Un articolo pubblicato sul club de La Lettura si occupa di un patrimonio museale di cui si parla poco generalmente: quello aziendale. Al suo interno si citano tra l’altro la Franco Tosi di Legnano e soprattutto il museo dell’Alfa Romeo di Arese, chiuso dal 2011.
C’è un pezzo di storia che l’Italia rischia di farsi rubare. È la storia gloriosa della sua industria. Delle donne e degli uomini che hanno scolpito il nome del nostro Paese nell’acciaio delle turbine, nel design di una poltrona, nel rombo di un motore. Ma in un’Italia che lascia cadere a pezzi Pompei, a chi può interessare? E poi c’è la crisi. Che complica le cose.
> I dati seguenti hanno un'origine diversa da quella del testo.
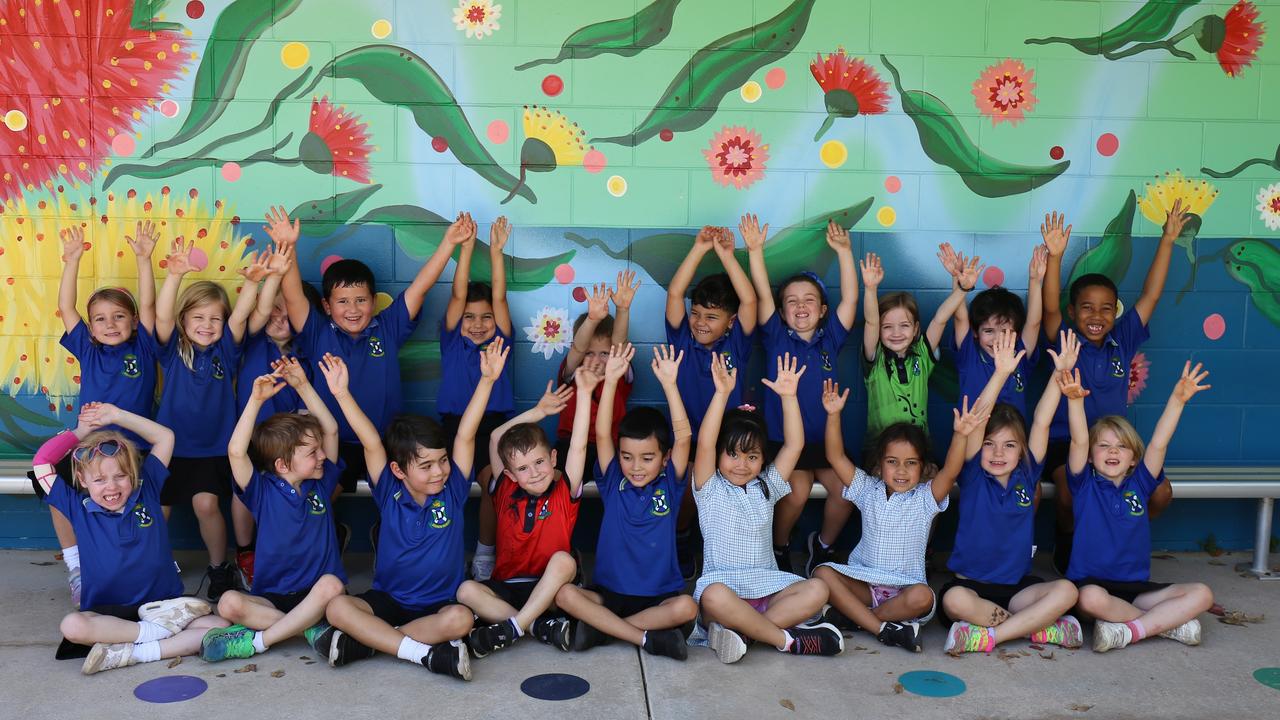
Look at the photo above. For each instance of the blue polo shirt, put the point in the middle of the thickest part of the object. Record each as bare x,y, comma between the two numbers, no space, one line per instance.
1112,531
817,355
997,524
371,361
123,374
976,368
636,551
460,369
694,377
1104,372
124,555
199,402
420,559
296,540
256,358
Negli anni Ottanta le aziende hanno cominciato a investire per mettere al sicuro il proprio passato. Ora molte collezioni private non hanno più i fondi per restare aperte al pubblico.
Prendiamo il museo Richard Ginori a Sesto Fiorentino, dieci chilometri da Firenze. Al suo interno 300 anni di pezzi straordinari. Il momento d’oro del fondatore, Carlo Ginori, nel ‘700 con le porcellane dal gusto del tardo barocco fiorentino. Poi i pezzi degli anni ’20 quando Gio Ponti era il direttore artistico. L’azienda è fallita e a giugno dell’anno scorso è stata acquisita dal marchio Gucci. Per il momento il museo è aperto grazie al curatore fallimentare. Fino a quando? Anche nell’industria meccanica ci sono marchi storici come quello della Franco Tosi, di Legnano, alle porte di Milano, che lottano per sopravvivere. In queste condizioni un pezzo straordinario della storia del Paese rischia di andare perso.
Ci sono poi situazioni che restano sospese. Emblematico il caso del museo Alfa Romeo di Arese, a due passi da Milano. Chiuso dal febbraio 2011 (ma qui la crisi non c’entra nulla). Le 130 vetture che si vedevano all’interno sono solo una minima parte del patrimonio inestimabile del museo. Il resto si trova nel garage-caveau sotterraneo. Qui sono custodite le auto che fecero dire a Henry Ford: «Quando passa un’Alfa Romeo mi tolgo il cappello».
A gennaio 2011 la Soprintendenza ha posto il vincolo sia sulle auto che sullo stabile del centro direzionale voluto dal manager che negli anni ‘60 ha fatto la storia dell’Alfa, Giuseppe Luraghi. Motivazione: «La straordinaria importanza della raccolta di automobili del museo e del suo archivio storico» oltre al legame inscindibile con il sito.
Un mese dopo Fiat ha chiuso l’esposizione. Da allora non è più visitabile. In teoria tutti vorrebbero riaprire le porte del museo. «Sono sei anni che sto cercando di rilanciare il museo di Arese — ha attaccato nei giorni scorsi da Ginevra l’amministratore delegato di Fiat, Sergio Marchionne —. Ma sono stato bloccato. Non possiamo nemmeno entrare o utilizzare il nostro museo perché è considerato un sito protetto: non riusciamo a sbloccare l’investimento». E ancora: «Ho visto i ministri vecchi, vedrò probabilmente anche i nuovi. Ho parlato anche con il presidente della Regione Lombardia Maroni. Ma nulla di fatto».
Fiat chiede che venga tolto il vincolo della Soprintendenza, da una parte. Dall’altra la possibilità di vendere otto auto della collezione. Ecco perché la casa torinese ha fatto un ricorso su cui il Tar potrebbe pronunciarsi a metà marzo. Dal canto suo la Soprintendenza non commenta. Fa solo sapere di avere approvato il progetto di rilancio del museo presentato da Fiat. E la Lombardia, che fino a ieri si era spesa nel ruolo di facilitatore della trattativa? Ora fa un passo indietro. Da ambienti vicini alla presidenza si riesce a sapere che la Regione aveva valutato la possibilità di acquisire le auto che Fiat vuole vendere. Ma non ha intenzione di premere perché venga tolto il vincolo, soprattutto ora che il piano Fiat è stato approvato dalla Soprintendenza stessa. Morale: la pronuncia del Tar sarà determinante per il futuro del museo di Arese.